Fino a 1 chirurgo su 16 ha riferito di aver avuto idee suicide nell’ultimo anno, ma pochi cercano aiuto presso un professionista della salute mentale secondo l’edizione di gennaio della rivista Archives of Surgery.

La morte da suicidio è più frequente fra i medici rispetto alla popolazione globale o altre professioni secondo le informazioni riportate dall’articolo. “Sebbene il suicidio abbia forti legami con la depressione, il rischio di depressione fra i medici americani è simile a quello della popolazione globale” scrive l’autore. “Ciò suggerisce che altri fattori contribuiscano a far aumentare il rischio suicidio fra i medici. Tuttavia, l’influenza specifica del tipo di professione o di altre forme di stress diverse dalla depressione, ad esempio il burnout, rimangono in gran parte inesplorate.

Tait D. Shanafelt, della Mayo Clinic a Rochester (Minnesota) e colleghi hanno condotto un sondaggio anonimo fra membri dell’American College of Surgeons, includendo domande sull’ideazione suicida (pensieri o piani suicidi) e l’uso di risorse di salute mentale, uno screening sulla depressione e una valutazione dello stress e della qualità di vita.

Su 7.905 chirurghi che hanno risposto al sondaggio (il 31.7% del totale cui sono stati inviati i questionari) 501 (6.3%) hanno riferito di aver avuto pensieri suicidi durante l’anno precedente. I chirurghi più anziani hanno riportato con più frequenza pensieri di questo tipo: dai 45 anni di età in su il tasso d’ideazione suicidaria fra i chirurghi è fino a 3 volte superiore a quello della popolazione globale. L’essere sposati con figli è associato con una minor probabilità di pensieri suicidi, mentre più alto è il rischio fra i chirurghi divorziati.

“La percezione di aver commesso un errore medico grave negli ultimi 3 mesi triplica il rischio d’idee suicide, ossia il 16.2% contro il 5.4% che non riferisce di aver commesso errori”.

I pensieri suicidi sono stati trovati fortemente associati a stress, depressione e a tutti e tre i domini del burnout: esaurimento emotivo, depersonalizzazione e bassa realizzazione personale.

Dei chirurghi che hanno riportato pensieri suicidi nel sondaggio, 130 (26%) hanno cercato aiuto presso psichiatri o psicologi, mentre 301 (60.1%) hanno dichiarato di essere riluttanti a farlo per paura di veder compromessa l’autorizzazione a esercitare. Fra i 461 chirurghi (5.8%) che hanno detto di aver usato antidepressivi nell’ultimo anno, 49 (8.9%) se li sono autoprescritti, mentre 34 (7.4%) se li sono fatti prescrivere da amici che non li avevano formalmente in carico come pazienti.
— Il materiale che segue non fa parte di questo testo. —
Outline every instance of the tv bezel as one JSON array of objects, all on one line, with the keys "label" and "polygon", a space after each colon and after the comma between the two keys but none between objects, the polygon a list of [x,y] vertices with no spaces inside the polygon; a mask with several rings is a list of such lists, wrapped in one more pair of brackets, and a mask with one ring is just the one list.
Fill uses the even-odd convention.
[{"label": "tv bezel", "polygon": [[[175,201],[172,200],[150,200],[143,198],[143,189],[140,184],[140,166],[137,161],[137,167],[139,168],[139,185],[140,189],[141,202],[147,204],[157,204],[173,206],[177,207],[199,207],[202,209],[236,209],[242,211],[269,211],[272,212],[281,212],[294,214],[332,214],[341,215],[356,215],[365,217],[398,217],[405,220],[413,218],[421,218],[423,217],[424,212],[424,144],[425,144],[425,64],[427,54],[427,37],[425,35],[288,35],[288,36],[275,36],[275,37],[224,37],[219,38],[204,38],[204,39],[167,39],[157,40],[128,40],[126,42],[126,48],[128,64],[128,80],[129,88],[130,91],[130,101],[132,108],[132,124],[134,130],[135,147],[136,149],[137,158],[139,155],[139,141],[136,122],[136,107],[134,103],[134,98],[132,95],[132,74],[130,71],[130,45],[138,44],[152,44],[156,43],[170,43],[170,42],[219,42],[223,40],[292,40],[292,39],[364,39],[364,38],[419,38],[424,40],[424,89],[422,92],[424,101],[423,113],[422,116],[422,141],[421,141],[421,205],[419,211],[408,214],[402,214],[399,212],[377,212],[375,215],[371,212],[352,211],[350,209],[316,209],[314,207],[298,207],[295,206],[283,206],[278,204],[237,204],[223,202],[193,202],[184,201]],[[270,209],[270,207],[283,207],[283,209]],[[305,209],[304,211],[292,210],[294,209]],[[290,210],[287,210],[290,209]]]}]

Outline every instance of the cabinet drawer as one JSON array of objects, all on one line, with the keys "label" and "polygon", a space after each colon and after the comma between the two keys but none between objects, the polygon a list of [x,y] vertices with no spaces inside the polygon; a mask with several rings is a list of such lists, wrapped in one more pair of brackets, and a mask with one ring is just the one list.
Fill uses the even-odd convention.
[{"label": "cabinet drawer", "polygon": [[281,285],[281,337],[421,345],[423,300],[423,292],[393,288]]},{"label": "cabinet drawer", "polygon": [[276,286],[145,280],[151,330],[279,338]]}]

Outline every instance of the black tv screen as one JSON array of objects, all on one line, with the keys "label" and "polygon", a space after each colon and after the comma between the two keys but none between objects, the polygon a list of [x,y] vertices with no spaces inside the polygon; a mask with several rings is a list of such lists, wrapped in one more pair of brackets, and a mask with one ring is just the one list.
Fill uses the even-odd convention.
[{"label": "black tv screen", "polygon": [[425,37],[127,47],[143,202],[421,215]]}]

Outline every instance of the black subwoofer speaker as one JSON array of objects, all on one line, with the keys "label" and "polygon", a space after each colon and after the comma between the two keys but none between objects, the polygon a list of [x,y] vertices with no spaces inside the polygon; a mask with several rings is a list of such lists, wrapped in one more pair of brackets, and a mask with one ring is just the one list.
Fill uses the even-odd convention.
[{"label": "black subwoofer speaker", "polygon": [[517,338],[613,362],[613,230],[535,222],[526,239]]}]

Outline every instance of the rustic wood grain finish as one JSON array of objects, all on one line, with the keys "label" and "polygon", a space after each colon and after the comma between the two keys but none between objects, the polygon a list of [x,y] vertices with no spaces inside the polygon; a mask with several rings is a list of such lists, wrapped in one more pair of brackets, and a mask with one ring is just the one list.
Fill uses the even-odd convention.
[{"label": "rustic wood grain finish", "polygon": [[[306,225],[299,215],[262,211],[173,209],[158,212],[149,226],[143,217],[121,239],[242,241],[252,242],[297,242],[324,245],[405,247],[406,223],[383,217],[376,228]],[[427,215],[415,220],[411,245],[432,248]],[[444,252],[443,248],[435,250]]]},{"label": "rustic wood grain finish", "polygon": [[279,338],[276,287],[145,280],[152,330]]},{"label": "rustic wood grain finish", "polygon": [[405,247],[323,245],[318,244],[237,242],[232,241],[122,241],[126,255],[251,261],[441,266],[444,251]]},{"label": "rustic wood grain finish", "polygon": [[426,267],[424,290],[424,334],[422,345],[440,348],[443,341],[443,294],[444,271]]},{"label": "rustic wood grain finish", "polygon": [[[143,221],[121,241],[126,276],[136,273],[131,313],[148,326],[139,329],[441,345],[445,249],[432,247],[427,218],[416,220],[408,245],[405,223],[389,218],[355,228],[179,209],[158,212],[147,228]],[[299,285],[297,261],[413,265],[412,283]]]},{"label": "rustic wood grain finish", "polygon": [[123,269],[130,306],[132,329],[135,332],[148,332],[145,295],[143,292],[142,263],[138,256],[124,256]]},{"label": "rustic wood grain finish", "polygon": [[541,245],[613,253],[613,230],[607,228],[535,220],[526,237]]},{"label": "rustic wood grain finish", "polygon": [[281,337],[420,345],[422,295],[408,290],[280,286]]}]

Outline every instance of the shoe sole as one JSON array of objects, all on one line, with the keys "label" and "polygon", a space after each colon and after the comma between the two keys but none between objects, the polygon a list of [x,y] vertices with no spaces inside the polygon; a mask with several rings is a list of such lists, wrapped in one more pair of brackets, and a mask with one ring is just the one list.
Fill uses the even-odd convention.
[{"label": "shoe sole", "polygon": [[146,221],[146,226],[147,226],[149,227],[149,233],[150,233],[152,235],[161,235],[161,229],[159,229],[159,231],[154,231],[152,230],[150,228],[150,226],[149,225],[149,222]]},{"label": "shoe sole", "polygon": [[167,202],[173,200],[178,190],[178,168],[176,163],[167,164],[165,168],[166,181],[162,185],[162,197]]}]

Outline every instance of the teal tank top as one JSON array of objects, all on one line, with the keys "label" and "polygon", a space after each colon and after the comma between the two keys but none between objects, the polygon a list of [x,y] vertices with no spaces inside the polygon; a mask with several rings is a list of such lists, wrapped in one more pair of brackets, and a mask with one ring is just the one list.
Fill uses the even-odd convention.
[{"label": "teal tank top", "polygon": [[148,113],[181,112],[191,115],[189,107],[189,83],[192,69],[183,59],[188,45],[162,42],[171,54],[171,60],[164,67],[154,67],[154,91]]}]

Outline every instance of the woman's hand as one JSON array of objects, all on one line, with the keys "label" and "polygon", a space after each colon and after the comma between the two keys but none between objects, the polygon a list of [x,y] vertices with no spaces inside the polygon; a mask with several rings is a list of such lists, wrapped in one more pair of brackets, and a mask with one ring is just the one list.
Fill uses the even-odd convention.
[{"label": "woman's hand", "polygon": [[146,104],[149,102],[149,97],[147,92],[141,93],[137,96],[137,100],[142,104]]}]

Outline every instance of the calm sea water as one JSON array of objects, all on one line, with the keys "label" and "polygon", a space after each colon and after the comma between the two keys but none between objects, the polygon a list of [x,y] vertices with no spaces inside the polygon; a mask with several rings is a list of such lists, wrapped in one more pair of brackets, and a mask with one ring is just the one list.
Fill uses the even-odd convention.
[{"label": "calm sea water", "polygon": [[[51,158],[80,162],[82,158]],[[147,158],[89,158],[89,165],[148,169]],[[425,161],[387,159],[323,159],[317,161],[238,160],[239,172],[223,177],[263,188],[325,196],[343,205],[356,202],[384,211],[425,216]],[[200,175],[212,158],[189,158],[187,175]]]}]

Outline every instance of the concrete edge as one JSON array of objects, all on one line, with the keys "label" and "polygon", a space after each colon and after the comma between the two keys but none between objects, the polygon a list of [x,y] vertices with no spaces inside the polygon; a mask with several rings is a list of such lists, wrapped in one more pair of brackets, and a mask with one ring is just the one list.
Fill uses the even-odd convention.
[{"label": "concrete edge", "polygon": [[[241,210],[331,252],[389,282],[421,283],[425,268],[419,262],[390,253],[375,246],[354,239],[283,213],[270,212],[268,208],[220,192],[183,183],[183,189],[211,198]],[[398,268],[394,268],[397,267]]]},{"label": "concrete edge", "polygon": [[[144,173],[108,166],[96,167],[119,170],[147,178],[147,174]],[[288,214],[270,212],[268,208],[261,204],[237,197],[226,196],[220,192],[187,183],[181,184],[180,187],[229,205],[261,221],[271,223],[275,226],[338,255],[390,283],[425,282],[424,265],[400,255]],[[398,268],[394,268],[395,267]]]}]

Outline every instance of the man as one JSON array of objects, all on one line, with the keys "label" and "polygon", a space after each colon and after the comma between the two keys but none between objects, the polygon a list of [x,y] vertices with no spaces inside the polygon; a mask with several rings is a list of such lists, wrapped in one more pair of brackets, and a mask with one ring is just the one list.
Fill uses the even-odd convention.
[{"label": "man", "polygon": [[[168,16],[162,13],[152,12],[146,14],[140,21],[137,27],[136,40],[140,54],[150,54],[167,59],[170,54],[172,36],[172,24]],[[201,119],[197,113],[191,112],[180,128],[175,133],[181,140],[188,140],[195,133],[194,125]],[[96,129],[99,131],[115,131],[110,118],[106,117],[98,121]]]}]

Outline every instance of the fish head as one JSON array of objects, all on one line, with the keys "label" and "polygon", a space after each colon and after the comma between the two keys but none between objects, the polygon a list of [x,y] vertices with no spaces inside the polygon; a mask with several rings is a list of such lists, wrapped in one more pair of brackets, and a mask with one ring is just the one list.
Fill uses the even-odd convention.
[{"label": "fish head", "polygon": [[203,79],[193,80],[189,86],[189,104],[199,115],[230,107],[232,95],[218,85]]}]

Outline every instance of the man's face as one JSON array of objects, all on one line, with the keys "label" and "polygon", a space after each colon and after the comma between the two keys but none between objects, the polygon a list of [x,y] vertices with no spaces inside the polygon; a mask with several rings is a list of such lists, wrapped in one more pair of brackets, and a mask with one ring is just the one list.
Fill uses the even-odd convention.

La riluttanza a cercare aiuto è rinforzata dal fatto che l’80% delle commissioni statali americane indaga sullo stato di salute mentale per la concessione iniziale dell’abilitazione alla professione e il 47% lo fa al momento della richiesta di rinnovo. Tuttavia, gli autori notano che molte di queste indagini si focalizzano non tanto sull’accertare se esista un problema di salute mentale, ma quanto esso comprometta il normale svolgimento della professione.

“Sono necessari ulteriori studi per valutare i fattori che contribuiscono all’alto tasso d’ideazione suicida fra i chirurghi, insieme a uno sforzo per ridurre lo stress connesso all’esercizio di questa professione ed eliminare le barriere che portano alla sottoutilizzazione delle risorse di salute mentale”.

Fonte:
T. D. Shanafelt et al. 2011. Archives of Surgery.